Zor-El glared at him narrowly, and Alura reached out to take his hand. Such gestures were not common, not even between married couples, but the touch sufficed to stifle his retort, and she released him after a moment.
“Gentlemen, I prefer not to have politics at my table. It does not compliment the sauce,” Lara said gently. All of them smiled at that particular bit of well-worn humor, but it broke the tension and allowed them to return to safer topics.
Only much later, when the guests had gone and Lara was alone with her husband once more, did they speak of it. She knew his mind, knew that he would be brooding, and went to Jor-El where he had retreated into his laboratory. Softly, Lara let her arm brush his, and he turned to her, placing his arm about her shoulders. She leaned her head against his shoulder silently.

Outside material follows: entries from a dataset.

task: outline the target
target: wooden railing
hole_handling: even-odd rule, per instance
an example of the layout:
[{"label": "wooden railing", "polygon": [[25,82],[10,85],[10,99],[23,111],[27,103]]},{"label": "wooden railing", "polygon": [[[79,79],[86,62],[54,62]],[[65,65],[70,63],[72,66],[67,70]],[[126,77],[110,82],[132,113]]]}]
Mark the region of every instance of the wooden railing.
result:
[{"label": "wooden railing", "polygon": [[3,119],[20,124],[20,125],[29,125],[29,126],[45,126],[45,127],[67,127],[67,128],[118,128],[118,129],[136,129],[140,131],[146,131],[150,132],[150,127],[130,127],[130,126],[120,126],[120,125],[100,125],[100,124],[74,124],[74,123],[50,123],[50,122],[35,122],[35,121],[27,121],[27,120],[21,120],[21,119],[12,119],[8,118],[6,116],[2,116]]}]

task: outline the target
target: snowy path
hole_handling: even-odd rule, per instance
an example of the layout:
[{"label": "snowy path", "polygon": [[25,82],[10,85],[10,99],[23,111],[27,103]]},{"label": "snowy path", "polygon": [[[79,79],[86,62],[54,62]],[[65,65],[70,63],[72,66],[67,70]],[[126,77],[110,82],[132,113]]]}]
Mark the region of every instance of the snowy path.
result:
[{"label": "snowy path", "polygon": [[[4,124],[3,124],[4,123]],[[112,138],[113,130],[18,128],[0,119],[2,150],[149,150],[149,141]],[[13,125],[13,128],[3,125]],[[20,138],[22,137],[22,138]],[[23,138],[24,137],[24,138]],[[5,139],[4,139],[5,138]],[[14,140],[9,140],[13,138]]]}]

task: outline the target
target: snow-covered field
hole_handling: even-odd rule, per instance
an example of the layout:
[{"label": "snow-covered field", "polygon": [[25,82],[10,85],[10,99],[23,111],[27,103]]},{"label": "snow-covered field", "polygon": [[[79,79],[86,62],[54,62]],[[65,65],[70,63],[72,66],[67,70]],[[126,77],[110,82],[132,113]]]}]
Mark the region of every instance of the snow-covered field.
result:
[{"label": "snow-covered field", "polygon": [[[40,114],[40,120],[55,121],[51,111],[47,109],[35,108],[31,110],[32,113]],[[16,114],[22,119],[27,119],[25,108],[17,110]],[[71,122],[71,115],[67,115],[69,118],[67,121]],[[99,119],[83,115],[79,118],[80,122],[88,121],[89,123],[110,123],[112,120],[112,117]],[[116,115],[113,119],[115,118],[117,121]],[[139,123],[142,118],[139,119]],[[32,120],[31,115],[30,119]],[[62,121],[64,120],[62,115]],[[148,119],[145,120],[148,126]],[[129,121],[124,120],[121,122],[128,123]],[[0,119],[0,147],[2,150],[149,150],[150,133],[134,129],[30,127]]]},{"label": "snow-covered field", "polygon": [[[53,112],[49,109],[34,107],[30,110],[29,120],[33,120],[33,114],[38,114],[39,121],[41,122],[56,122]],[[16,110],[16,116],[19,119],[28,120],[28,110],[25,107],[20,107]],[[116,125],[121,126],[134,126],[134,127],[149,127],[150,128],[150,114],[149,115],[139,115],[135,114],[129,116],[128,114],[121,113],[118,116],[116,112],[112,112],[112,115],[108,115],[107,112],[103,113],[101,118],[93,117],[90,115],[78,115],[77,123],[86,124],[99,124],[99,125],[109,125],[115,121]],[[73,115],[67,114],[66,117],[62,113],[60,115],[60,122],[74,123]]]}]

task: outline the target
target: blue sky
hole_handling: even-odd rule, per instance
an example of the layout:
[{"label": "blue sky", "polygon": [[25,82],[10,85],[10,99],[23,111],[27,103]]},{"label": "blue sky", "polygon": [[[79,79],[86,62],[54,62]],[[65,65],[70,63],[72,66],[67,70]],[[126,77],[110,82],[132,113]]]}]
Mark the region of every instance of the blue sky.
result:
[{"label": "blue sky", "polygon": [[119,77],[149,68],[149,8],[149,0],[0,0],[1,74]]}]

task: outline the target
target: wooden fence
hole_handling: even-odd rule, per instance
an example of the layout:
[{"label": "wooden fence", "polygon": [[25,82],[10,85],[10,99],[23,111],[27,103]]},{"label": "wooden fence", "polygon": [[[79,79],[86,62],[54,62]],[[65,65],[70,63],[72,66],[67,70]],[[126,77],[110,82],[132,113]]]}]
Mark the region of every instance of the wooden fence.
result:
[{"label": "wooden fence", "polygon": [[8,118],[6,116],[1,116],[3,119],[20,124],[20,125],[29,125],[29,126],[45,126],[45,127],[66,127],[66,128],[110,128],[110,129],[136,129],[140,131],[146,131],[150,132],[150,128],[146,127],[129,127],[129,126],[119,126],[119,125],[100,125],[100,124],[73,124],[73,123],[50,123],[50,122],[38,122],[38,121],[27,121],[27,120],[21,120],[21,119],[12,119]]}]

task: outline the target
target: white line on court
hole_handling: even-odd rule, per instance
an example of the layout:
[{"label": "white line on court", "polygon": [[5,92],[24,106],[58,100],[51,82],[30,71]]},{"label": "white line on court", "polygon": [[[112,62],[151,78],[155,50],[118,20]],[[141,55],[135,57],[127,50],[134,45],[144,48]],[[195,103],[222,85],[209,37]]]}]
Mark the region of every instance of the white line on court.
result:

This was an intolerable intimacy by the standards of most Kryptonians, but she was a historian and knew from whence their cultural mores came. Centuries of virulent plague had spawned their abhorrence of touch, but superior medicine had routed such things long ago. By then touch had become indecent, Kryptonian society gone cold and sterile. The vibrant sensuality of the human race was shocking, disgusting … but the desire for contact had not yet been completely bred out of the sons and daughters of Krypton. Jor-El’s arm around her shoulders, and the comfort she took from it, was proof of that.
“They are fools,” Jor-El murmured. “Our son, at least, is a well-intentioned fool, who knows not the danger of voicing his opinions freely. And I am to blame for that, I who sheltered him from the realities of life.”
“You were not the only one who sheltered him,” Lara replied.
“And my brother is a fool of the highest order. He cannot see the wisdom in working within the current administration – he does not comprehend what his vision would bring about. If we were to somehow convince Dru-Zod to relinquish his office and return power to the Science Council…”
“Nothing would ever be accomplished,” Lara sighed. It was painful to admit, too painful for a principled man like Jor-El to say aloud, but the democratic rule of the council nearly resulted in the death of all Kryptonians. Only Dru-Zod’s coup had saved them.
But now they found themselves in a new predicament. Dru-Zod’s charisma and leadership provided a clear direction for progress, and he was remarkably efficient at solving all of the problems and diversions that cropped up during their settlement of this world. Yet Jor-El, who was perhaps closest to him, was uneasy, and that boded ill for all.
Jor-El dared not say to her, He will not relinquish power. We needed him during the great crisis. Yet even when the current minor crises pass, Dru-Zod will still find reasons to rule. He is not given to surrender. The very thing we needed most from him when the sun threatened to devour Old Krypton – his determination to succeed, his refusal to accept impossibility or failure – will make him exactly the tyrant Zor-El claims him to be.
No, he could not say that to her, not even in the privacy of their own house, and that fear was the clearest indication of how far they had fallen from the ideals of Kryptonian law and government. Fortunately, as in most things, Lara understood her husband without a word.